Which film should I watch during lockdown?
My brother wrote to me this week with an interesting task:
I’ve got a list of films I’ve noted down whenever I’ve seen a good review. But it’s hundreds long and I can never remember what a film is from its title and can’t be bothered to look them up each time. Any chance you can knock up a script that cross-references a Rotten Tomatoes score and quick synopsis so I can browse the list more easily?

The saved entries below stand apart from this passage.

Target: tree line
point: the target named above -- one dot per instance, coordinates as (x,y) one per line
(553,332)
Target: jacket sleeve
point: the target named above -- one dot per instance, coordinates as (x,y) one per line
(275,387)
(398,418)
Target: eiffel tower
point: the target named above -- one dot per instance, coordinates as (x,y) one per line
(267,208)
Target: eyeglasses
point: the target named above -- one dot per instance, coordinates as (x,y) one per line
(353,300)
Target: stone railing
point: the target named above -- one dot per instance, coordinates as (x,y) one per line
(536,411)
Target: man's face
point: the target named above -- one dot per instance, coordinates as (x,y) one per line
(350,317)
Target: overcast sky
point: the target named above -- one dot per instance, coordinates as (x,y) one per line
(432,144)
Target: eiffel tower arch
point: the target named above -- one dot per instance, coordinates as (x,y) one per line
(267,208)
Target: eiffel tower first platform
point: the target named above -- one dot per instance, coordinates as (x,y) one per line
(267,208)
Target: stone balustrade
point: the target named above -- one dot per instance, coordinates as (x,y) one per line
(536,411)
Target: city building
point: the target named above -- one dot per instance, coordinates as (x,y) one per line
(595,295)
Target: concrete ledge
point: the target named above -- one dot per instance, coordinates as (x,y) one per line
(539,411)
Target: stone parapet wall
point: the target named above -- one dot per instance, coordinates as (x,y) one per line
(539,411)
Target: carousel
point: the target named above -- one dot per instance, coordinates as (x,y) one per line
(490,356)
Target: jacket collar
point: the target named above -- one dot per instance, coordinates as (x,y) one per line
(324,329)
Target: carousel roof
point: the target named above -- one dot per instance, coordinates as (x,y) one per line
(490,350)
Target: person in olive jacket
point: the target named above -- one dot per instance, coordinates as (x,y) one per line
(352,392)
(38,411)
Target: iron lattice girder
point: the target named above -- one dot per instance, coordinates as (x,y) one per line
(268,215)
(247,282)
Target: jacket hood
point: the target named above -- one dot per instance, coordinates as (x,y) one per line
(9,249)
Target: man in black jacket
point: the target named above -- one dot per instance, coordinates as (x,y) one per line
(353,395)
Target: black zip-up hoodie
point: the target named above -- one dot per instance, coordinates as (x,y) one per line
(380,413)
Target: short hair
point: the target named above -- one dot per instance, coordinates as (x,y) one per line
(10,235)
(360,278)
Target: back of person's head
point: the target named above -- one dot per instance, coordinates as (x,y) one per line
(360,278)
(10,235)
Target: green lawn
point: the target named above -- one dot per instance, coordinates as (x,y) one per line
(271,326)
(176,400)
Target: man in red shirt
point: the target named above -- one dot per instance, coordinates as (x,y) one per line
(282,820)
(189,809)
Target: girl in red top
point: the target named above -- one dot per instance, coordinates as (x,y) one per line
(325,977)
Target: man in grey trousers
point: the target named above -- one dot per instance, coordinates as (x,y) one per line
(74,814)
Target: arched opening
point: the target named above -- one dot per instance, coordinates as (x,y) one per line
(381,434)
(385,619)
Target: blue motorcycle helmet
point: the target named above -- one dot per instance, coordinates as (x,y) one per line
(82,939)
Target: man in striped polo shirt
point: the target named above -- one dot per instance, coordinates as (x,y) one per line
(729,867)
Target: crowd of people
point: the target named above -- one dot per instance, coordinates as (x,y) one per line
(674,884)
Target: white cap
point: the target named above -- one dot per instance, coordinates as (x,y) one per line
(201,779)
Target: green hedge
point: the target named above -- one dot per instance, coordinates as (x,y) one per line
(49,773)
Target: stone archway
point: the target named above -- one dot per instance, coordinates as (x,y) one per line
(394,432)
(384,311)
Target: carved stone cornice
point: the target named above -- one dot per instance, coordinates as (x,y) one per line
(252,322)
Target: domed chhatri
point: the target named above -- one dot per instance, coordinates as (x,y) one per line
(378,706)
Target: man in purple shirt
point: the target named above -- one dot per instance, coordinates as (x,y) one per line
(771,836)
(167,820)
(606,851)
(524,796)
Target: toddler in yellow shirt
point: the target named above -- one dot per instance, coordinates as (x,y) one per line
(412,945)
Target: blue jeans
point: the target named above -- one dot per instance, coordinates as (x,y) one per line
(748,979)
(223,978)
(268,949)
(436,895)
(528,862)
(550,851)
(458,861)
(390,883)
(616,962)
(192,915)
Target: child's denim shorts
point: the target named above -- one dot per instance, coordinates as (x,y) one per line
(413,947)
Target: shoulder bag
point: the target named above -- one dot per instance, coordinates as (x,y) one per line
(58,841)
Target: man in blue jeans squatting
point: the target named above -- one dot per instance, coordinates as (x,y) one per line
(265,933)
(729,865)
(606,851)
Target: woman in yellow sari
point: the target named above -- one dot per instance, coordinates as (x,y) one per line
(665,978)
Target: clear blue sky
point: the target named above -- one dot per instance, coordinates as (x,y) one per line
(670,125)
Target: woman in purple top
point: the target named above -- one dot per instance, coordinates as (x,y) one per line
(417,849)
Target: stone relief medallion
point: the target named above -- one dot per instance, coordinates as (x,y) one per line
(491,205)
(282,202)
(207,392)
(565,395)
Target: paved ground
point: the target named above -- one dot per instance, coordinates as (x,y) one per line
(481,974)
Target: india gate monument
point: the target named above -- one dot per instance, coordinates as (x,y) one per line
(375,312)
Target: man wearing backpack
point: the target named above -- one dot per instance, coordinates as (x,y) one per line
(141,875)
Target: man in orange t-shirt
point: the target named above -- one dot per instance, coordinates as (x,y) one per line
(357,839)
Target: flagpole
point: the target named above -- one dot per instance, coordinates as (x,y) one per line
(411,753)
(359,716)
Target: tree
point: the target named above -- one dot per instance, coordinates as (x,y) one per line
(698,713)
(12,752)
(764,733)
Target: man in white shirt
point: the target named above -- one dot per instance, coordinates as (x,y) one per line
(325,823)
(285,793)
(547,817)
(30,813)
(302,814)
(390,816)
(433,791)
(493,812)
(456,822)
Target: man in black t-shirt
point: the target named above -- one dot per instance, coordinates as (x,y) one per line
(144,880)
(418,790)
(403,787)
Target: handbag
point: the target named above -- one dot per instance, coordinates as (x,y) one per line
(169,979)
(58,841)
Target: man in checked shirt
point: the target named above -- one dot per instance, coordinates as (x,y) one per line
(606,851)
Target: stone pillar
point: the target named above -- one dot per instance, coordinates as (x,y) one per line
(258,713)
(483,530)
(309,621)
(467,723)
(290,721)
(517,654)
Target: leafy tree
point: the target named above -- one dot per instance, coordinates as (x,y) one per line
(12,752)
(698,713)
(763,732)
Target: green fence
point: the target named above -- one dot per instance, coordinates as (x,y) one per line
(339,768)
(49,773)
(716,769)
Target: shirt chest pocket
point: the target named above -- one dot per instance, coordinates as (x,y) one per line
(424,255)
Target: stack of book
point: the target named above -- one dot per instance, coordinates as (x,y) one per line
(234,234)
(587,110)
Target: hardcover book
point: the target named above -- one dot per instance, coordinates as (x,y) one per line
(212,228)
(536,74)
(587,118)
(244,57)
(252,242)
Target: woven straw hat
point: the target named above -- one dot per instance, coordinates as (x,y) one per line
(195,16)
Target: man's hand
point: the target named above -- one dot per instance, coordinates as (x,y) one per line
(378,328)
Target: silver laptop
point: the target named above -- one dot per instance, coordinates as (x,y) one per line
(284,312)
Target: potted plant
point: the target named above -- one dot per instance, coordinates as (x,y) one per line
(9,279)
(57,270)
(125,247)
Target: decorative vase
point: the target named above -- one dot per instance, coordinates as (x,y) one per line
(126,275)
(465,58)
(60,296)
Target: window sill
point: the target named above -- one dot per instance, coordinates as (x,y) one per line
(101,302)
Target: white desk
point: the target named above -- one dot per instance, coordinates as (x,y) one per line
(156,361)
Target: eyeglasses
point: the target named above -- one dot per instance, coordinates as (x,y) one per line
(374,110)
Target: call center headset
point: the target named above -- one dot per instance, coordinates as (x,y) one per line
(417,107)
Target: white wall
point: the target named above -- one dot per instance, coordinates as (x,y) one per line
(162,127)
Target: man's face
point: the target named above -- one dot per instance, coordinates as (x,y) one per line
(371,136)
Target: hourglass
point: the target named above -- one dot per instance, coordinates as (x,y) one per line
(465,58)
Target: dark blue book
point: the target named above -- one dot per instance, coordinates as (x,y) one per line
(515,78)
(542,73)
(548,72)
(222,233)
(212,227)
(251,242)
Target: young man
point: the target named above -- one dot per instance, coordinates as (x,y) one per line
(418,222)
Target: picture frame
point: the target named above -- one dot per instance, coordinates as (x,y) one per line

Pretty straightforward, and the request happened to coincide with an outage in the VPN at work, so I had some free time. I will demonstrate how I tackled this task in R, in case it helps anyone else whose family members are going stir-crazy in quarantine.
In search of APIs
The first thing I did was look to see if Rotten Tomatoes had an existing application programming interface (API) that would let me access their database of film ratings. It turns out that indeed they do have one, but it is aimed at people developing actual apps and web sites, rather than mere mortal members of the public. Optimistically, I put in a request for an API key, but at the time of writing Rotten Tomatoes have not replied to me.
Not to worry! I can just put on my tricorne hat and scrape the information from their public-facing web site.
Now, we don’t necessarily know the URL for every film on Rotten Tomatoes based on its title, as there may be several films with the same title—such as remakes and book adaptations—or the film may not be indexed by Rotten Tomatoes at all. So to get a film’s page, we can use the web site’s search function and return the top result.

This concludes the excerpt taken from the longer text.